Ia menyoroti bahwa mayoritas kasus baru (sekitar 73 persen) tercatat pada kelompok Lelaki Seks Lelaki (LSL) dengan penderita yang berada pada usia produktif, yakni 26–58 tahun. Angka ini menjadi peringatan bahwa pencegahan harus berjalan lebih efektif di lapangan.

Pemprov Jateng didorong bersinergi lintas OPD dengan pegiat HIV/AIDS. Wagub Taj Yasin: “Sinergi ini perlu diperluas agar persentase penderitanya semakin kecil,” mendukung upaya pencegahan dan perluasan tes yang merata di daerah.

Untuk memutus mata rantai penularan, Setya Ari menilai perluasan layanan Voluntary Counseling and Testing (VCT) dan mobile VCT harus diteruskan agar deteksi dini berjalan maksimal.

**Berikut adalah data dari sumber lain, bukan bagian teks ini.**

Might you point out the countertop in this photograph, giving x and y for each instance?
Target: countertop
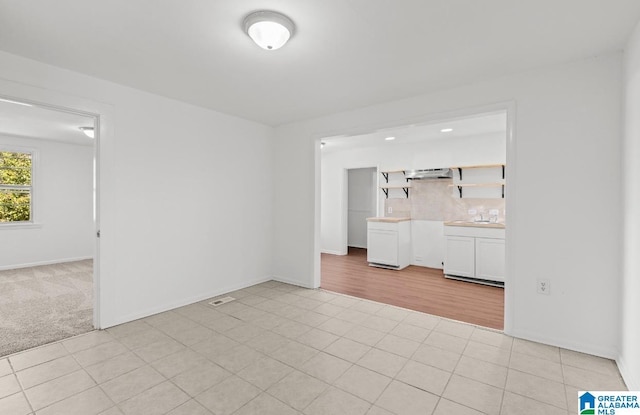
(475, 224)
(388, 220)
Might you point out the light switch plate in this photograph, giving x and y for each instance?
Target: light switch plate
(543, 286)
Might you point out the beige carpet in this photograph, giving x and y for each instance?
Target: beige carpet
(40, 305)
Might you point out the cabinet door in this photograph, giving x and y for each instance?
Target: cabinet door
(382, 247)
(460, 256)
(490, 258)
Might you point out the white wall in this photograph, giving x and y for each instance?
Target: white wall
(436, 153)
(62, 207)
(629, 360)
(183, 215)
(566, 150)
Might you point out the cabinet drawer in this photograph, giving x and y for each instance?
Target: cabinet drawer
(382, 226)
(460, 256)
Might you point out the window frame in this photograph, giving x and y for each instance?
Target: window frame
(33, 212)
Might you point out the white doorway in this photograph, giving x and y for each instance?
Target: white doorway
(49, 269)
(361, 204)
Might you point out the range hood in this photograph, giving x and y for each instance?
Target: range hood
(428, 174)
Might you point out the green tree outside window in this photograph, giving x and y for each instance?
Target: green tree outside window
(15, 186)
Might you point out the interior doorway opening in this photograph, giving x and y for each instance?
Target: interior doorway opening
(48, 272)
(362, 203)
(474, 140)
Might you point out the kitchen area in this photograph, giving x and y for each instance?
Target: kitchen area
(450, 219)
(436, 242)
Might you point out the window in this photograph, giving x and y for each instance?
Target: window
(15, 187)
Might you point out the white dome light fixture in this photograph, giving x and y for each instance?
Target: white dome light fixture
(270, 30)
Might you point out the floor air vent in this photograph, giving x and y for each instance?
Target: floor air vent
(221, 301)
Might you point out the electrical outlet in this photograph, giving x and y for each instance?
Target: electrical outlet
(544, 286)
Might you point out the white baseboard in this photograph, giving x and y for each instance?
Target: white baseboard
(608, 353)
(41, 263)
(292, 282)
(182, 302)
(632, 382)
(330, 252)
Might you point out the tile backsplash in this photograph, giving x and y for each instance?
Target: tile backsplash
(435, 200)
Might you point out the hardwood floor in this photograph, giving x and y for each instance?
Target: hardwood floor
(416, 288)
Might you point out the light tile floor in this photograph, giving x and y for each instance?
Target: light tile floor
(281, 349)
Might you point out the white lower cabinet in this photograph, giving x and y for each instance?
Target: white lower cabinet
(389, 244)
(473, 252)
(460, 256)
(490, 259)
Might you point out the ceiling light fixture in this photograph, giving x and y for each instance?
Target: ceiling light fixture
(10, 101)
(270, 30)
(88, 131)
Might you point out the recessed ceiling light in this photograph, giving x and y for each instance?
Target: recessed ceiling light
(88, 131)
(10, 101)
(270, 30)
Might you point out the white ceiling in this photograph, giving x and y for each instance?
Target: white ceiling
(345, 53)
(43, 123)
(493, 123)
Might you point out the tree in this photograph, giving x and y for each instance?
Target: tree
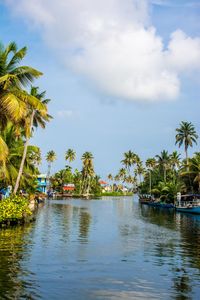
(70, 155)
(122, 174)
(150, 164)
(15, 144)
(50, 158)
(129, 159)
(87, 171)
(13, 99)
(163, 161)
(186, 134)
(34, 117)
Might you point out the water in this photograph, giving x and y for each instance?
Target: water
(101, 249)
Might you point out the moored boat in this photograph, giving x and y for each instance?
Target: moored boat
(188, 203)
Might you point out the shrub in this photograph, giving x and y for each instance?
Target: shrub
(14, 208)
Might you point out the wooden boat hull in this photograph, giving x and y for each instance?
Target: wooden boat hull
(191, 210)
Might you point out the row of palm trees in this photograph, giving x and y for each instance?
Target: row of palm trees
(164, 172)
(22, 109)
(86, 181)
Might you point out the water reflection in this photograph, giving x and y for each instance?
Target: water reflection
(14, 248)
(108, 249)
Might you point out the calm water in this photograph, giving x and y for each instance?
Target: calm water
(101, 249)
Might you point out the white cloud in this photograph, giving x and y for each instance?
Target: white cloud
(65, 114)
(113, 44)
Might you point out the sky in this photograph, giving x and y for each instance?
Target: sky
(121, 75)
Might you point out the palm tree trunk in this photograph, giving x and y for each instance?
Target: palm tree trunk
(165, 174)
(23, 156)
(150, 181)
(48, 176)
(186, 156)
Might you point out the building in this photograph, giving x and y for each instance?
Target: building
(42, 183)
(70, 187)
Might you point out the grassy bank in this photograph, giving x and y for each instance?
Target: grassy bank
(114, 194)
(13, 210)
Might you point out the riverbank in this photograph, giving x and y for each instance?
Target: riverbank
(17, 210)
(91, 196)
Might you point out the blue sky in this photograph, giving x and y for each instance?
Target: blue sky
(105, 114)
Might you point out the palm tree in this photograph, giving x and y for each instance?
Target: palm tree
(110, 178)
(15, 143)
(163, 161)
(150, 164)
(87, 171)
(50, 158)
(70, 155)
(174, 162)
(186, 134)
(129, 159)
(122, 174)
(35, 117)
(13, 78)
(140, 170)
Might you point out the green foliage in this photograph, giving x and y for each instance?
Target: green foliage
(14, 208)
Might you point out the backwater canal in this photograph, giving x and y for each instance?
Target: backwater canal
(101, 249)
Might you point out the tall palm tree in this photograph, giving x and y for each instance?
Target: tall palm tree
(122, 174)
(150, 164)
(50, 158)
(13, 78)
(15, 143)
(186, 134)
(163, 162)
(140, 169)
(129, 159)
(87, 171)
(110, 178)
(35, 117)
(70, 155)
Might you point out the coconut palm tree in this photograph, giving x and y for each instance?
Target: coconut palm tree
(140, 170)
(122, 174)
(87, 171)
(163, 162)
(50, 158)
(110, 178)
(129, 159)
(70, 155)
(35, 117)
(186, 134)
(150, 164)
(15, 143)
(13, 99)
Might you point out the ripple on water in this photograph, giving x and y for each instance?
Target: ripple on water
(101, 249)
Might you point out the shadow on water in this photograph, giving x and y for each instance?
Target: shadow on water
(14, 248)
(109, 249)
(186, 251)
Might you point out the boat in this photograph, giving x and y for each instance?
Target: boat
(150, 201)
(188, 203)
(145, 199)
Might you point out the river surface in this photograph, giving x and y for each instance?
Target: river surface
(101, 249)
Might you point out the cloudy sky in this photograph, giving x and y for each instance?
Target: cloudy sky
(121, 74)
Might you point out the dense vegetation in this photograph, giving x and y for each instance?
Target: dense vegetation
(22, 109)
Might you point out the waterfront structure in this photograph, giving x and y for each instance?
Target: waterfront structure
(42, 183)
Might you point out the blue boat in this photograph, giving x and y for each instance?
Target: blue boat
(188, 203)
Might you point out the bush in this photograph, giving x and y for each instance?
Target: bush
(14, 208)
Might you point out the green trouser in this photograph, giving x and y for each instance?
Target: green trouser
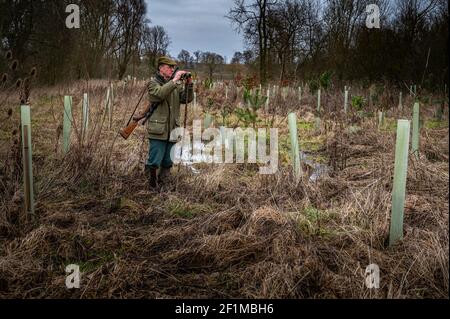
(159, 154)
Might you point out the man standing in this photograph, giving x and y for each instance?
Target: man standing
(168, 90)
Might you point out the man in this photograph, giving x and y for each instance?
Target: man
(168, 90)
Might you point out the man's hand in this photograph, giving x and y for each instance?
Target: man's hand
(138, 117)
(178, 75)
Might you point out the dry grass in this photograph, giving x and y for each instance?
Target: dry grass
(225, 233)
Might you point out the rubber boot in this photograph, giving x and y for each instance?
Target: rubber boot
(151, 177)
(164, 177)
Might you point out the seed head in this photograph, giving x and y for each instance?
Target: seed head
(14, 65)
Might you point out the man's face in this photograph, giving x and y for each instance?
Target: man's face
(166, 70)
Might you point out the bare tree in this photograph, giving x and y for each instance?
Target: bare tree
(251, 18)
(212, 61)
(130, 26)
(155, 44)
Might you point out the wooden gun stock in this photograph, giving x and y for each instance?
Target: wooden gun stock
(126, 132)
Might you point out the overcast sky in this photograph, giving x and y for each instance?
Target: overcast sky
(196, 25)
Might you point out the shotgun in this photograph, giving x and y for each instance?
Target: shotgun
(126, 132)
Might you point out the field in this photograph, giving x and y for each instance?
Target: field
(223, 231)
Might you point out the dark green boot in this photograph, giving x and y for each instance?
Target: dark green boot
(164, 177)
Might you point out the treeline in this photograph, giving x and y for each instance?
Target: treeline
(114, 38)
(301, 39)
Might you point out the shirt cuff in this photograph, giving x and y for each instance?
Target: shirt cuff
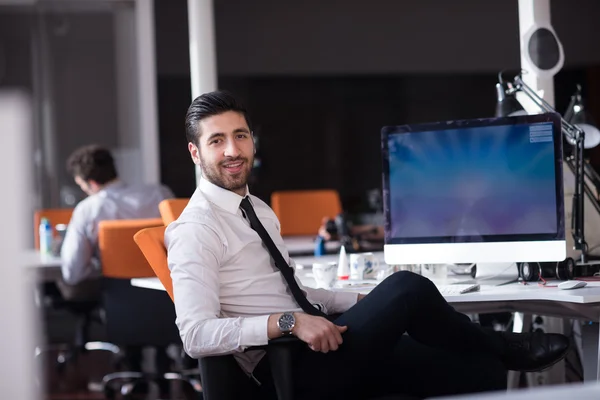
(342, 301)
(254, 331)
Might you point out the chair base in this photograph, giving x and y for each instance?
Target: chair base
(132, 378)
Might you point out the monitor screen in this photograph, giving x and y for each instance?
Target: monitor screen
(473, 186)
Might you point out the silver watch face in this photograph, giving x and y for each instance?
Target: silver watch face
(286, 322)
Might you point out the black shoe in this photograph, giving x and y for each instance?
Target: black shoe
(534, 351)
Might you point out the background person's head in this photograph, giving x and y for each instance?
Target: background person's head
(220, 139)
(92, 167)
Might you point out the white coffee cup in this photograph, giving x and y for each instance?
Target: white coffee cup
(325, 274)
(363, 266)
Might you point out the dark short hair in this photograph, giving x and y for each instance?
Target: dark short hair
(207, 105)
(92, 162)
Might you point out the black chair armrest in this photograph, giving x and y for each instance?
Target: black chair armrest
(218, 373)
(281, 354)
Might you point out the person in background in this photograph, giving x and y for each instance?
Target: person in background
(225, 254)
(93, 169)
(109, 198)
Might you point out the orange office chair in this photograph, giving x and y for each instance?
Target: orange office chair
(55, 216)
(170, 209)
(217, 371)
(300, 212)
(134, 316)
(151, 242)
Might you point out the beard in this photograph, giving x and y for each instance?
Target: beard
(218, 175)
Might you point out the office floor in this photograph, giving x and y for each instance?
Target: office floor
(78, 379)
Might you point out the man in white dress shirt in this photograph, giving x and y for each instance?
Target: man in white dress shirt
(230, 294)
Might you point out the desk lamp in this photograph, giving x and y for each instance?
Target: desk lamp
(573, 134)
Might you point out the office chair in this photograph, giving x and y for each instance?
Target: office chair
(134, 316)
(216, 371)
(170, 209)
(300, 212)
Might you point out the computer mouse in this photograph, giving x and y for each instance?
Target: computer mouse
(566, 285)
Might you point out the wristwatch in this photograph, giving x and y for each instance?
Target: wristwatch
(286, 323)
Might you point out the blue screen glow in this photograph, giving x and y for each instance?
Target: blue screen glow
(493, 180)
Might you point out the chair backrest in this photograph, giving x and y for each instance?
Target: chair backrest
(119, 255)
(300, 212)
(55, 216)
(151, 242)
(170, 209)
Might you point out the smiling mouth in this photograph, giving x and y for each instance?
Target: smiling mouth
(234, 167)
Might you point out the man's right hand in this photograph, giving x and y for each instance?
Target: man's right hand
(319, 333)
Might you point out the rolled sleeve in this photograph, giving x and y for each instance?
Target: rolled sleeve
(254, 331)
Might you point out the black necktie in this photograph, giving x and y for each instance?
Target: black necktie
(280, 263)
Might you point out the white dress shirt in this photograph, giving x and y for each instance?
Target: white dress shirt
(117, 200)
(225, 283)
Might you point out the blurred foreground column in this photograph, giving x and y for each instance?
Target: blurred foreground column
(17, 375)
(203, 59)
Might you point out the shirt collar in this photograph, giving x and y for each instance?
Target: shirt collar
(223, 198)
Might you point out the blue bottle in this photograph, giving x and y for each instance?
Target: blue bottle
(319, 246)
(46, 236)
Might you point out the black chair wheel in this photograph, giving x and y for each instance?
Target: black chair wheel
(110, 393)
(529, 272)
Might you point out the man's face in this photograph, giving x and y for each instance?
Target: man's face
(225, 150)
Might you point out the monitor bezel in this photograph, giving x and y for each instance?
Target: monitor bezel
(554, 118)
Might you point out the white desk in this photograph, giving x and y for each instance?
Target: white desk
(305, 245)
(589, 391)
(583, 304)
(45, 267)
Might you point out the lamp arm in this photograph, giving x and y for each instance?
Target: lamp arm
(576, 136)
(572, 132)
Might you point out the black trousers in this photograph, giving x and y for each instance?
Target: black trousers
(403, 338)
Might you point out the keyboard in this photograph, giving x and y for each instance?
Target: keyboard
(454, 290)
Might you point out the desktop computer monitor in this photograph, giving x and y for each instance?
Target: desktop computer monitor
(484, 190)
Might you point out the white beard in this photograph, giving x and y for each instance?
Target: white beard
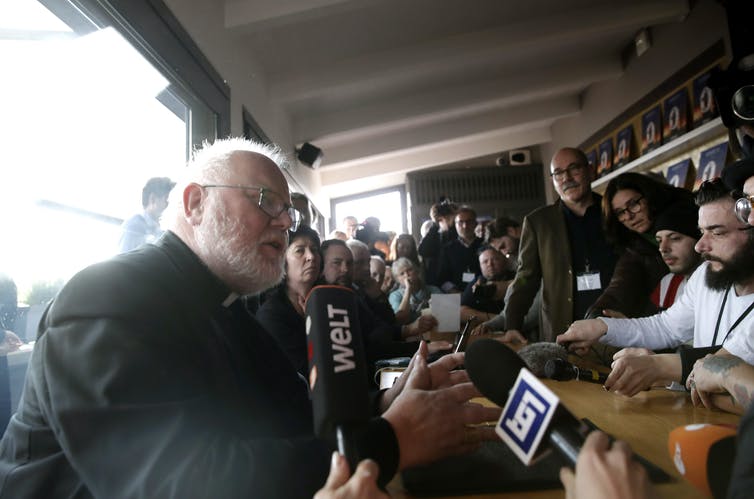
(231, 254)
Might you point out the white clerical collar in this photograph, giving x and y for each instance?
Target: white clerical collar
(230, 299)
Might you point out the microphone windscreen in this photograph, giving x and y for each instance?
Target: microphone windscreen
(536, 355)
(703, 454)
(559, 369)
(493, 368)
(337, 364)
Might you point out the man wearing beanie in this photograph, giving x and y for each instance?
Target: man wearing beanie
(676, 231)
(716, 310)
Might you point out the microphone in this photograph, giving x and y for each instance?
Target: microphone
(562, 370)
(337, 368)
(531, 411)
(703, 454)
(536, 356)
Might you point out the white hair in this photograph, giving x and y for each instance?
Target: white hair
(355, 243)
(210, 164)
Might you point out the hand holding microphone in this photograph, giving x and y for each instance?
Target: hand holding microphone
(606, 471)
(362, 484)
(434, 423)
(582, 334)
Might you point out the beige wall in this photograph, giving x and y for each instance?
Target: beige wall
(673, 46)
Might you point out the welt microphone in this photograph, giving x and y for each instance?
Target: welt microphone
(532, 420)
(703, 454)
(337, 368)
(562, 370)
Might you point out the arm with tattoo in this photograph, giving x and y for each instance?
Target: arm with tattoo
(722, 373)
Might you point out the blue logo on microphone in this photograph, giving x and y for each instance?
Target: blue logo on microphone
(526, 415)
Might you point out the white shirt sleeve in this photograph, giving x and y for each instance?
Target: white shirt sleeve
(667, 329)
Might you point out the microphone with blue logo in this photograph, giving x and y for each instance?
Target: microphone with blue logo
(533, 420)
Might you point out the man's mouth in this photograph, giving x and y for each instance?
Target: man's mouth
(277, 244)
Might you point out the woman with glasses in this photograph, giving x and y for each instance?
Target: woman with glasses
(630, 207)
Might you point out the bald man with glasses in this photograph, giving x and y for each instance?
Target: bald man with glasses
(563, 248)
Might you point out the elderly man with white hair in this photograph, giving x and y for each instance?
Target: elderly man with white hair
(148, 379)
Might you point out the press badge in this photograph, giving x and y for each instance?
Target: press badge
(587, 281)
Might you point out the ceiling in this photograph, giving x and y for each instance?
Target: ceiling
(385, 87)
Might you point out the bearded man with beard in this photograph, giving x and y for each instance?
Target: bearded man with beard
(715, 310)
(150, 379)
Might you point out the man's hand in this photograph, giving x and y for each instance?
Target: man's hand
(721, 373)
(363, 483)
(632, 352)
(432, 424)
(633, 374)
(582, 334)
(441, 375)
(480, 329)
(603, 471)
(512, 336)
(615, 314)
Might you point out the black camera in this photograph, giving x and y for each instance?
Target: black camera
(485, 291)
(734, 95)
(734, 87)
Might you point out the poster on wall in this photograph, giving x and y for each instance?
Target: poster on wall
(704, 101)
(624, 143)
(651, 130)
(605, 161)
(591, 158)
(676, 115)
(711, 163)
(678, 174)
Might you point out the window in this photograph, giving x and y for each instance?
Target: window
(86, 119)
(389, 205)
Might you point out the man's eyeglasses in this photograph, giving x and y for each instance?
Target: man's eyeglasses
(743, 208)
(632, 206)
(270, 202)
(571, 170)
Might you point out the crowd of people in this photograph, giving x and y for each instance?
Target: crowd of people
(179, 368)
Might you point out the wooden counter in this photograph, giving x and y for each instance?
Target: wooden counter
(644, 421)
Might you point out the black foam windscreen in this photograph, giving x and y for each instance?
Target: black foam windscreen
(337, 363)
(536, 355)
(559, 370)
(493, 368)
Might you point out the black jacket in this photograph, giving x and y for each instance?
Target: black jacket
(143, 384)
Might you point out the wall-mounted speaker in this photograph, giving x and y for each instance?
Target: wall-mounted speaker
(519, 157)
(310, 155)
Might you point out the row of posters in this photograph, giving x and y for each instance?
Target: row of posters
(658, 126)
(711, 162)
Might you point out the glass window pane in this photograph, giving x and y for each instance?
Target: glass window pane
(385, 206)
(85, 121)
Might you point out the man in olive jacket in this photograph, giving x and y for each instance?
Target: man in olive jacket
(563, 248)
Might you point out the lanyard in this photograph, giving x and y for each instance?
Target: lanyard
(720, 316)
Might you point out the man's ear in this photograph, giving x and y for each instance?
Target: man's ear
(591, 171)
(194, 198)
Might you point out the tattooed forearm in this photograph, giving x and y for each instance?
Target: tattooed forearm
(720, 364)
(742, 395)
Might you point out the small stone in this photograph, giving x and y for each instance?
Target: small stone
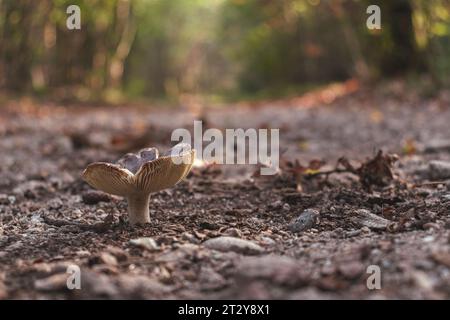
(351, 270)
(431, 225)
(4, 199)
(56, 282)
(225, 244)
(233, 232)
(439, 170)
(55, 204)
(365, 218)
(306, 220)
(104, 258)
(146, 243)
(120, 254)
(94, 197)
(438, 146)
(281, 270)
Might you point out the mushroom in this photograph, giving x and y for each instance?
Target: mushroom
(136, 176)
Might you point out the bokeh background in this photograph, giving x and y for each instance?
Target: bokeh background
(220, 49)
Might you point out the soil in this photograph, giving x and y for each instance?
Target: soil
(51, 219)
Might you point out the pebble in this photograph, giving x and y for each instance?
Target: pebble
(146, 243)
(351, 270)
(306, 220)
(225, 244)
(278, 269)
(365, 218)
(55, 282)
(437, 146)
(94, 197)
(439, 170)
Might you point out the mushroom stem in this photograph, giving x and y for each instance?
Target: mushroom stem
(138, 208)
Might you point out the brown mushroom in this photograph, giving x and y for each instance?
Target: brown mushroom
(136, 176)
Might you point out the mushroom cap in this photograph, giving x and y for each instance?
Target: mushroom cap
(151, 176)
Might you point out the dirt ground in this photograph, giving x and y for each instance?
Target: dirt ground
(50, 218)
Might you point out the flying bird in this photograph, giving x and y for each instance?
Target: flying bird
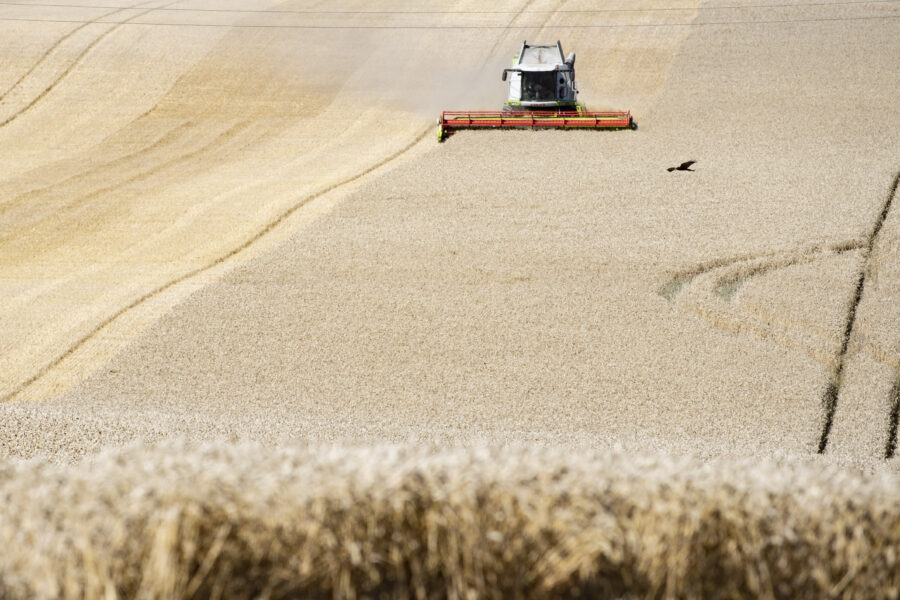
(685, 166)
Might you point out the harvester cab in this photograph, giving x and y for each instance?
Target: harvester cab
(542, 95)
(541, 79)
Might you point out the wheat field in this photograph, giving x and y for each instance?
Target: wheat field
(263, 336)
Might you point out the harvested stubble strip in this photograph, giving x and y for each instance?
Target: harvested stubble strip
(238, 521)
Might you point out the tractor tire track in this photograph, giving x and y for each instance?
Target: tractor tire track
(832, 392)
(226, 135)
(168, 137)
(79, 59)
(62, 40)
(219, 260)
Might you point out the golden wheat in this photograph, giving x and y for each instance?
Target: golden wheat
(234, 521)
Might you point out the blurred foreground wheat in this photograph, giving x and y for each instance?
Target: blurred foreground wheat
(236, 521)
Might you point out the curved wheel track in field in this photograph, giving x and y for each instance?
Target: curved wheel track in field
(710, 298)
(73, 64)
(725, 276)
(195, 272)
(833, 391)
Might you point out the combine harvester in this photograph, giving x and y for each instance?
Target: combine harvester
(542, 94)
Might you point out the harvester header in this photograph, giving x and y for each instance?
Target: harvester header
(542, 94)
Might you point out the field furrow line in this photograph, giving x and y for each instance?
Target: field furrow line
(80, 342)
(834, 389)
(44, 57)
(79, 59)
(165, 139)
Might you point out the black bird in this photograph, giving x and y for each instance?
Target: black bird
(685, 166)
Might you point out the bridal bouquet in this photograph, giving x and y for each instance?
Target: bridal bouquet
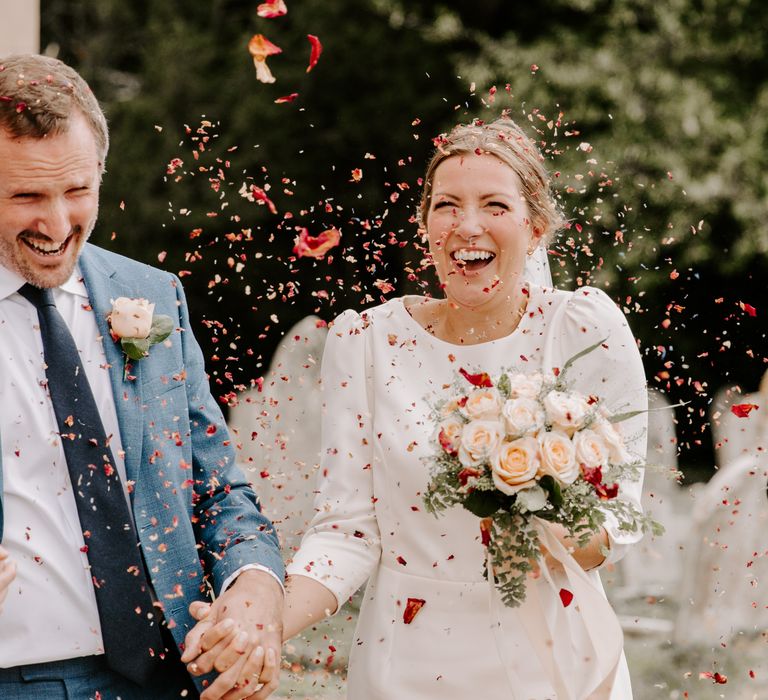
(518, 447)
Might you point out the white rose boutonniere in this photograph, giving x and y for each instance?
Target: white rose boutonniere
(133, 323)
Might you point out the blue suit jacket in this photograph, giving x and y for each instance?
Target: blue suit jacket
(197, 518)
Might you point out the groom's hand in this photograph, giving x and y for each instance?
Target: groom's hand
(239, 635)
(7, 574)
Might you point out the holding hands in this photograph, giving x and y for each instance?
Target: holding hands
(239, 636)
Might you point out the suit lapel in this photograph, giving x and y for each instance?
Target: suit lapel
(104, 284)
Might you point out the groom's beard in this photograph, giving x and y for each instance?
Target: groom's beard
(37, 268)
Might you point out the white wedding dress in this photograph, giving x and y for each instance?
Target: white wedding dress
(381, 373)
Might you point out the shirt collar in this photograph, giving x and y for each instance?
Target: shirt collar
(11, 281)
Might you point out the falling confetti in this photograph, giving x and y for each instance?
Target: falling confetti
(317, 49)
(316, 246)
(260, 48)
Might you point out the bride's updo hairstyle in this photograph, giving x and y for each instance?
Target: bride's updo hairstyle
(505, 140)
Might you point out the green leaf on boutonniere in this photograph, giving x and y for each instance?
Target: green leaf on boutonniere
(552, 487)
(162, 327)
(135, 348)
(503, 386)
(484, 503)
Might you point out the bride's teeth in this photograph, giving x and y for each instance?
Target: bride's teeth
(46, 247)
(468, 255)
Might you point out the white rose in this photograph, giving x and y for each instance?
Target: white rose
(514, 465)
(483, 404)
(479, 439)
(558, 456)
(591, 450)
(525, 386)
(131, 318)
(449, 435)
(523, 416)
(566, 410)
(617, 452)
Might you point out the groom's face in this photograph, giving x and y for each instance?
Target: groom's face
(49, 195)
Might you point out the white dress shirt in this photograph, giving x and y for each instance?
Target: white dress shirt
(50, 613)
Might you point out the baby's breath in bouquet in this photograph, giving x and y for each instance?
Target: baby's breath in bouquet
(522, 446)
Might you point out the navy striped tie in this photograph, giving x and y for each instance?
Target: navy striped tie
(129, 624)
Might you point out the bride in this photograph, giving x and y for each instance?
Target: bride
(486, 210)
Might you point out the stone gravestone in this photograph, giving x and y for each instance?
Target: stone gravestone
(725, 588)
(734, 435)
(653, 566)
(277, 431)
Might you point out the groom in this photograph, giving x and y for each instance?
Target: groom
(126, 532)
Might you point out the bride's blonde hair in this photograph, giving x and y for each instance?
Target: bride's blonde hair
(506, 141)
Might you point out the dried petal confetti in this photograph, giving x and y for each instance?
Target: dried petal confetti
(742, 410)
(260, 47)
(566, 597)
(317, 49)
(271, 9)
(316, 246)
(481, 379)
(412, 607)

Namun, ia mengakui adanya potensi fenomena gunung es karena masih banyak masyarakat yang enggan melakukan tes.

Selain teknis deteksi, politisi PKS tersebut menegaskan bahwa stigma dan diskriminasi menjadi hambatan utama dalam pencegahan HIV/AIDS.

“Stigma membuat banyak orang takut memeriksakan diri atau menjalani pengobatan. Padahal keterbukaan adalah langkah awal pencegahan,” tegasnya.

Menurut Setya Ari, keberhasilan penanggulangan sangat ditentukan oleh dukungan masyarakat. Tanpa penerimaan sosial, upaya teknis di lapangan tidak akan berjalan maksimal.

Secara terpisah, Wakil Gubernur Jawa Tengah, Taj Yasin Maimoen, menyampaikan bahwa Pemprov mendorong Organisasi Perangkat Daerah (OPD) untuk bersinergi dengan para pegiat HIV/AIDS.

“Sinergi ini perlu diperluas agar persentase penderitanya semakin kecil,” ujar Taj Yasin.

Setya Ari menutup penyampaiannya dengan menekankan pentingnya konsistensi program pencegahan, perluasan tes, dan edukasi antistigma.

“ODHIV berhak atas layanan kesehatan dan kehidupan sosial tanpa stigma. Dengan langkah pencegahan yang kuat, ditopang edukasi dan tes yang merata, mata rantai penularan bisa diputus,” pungkasnya.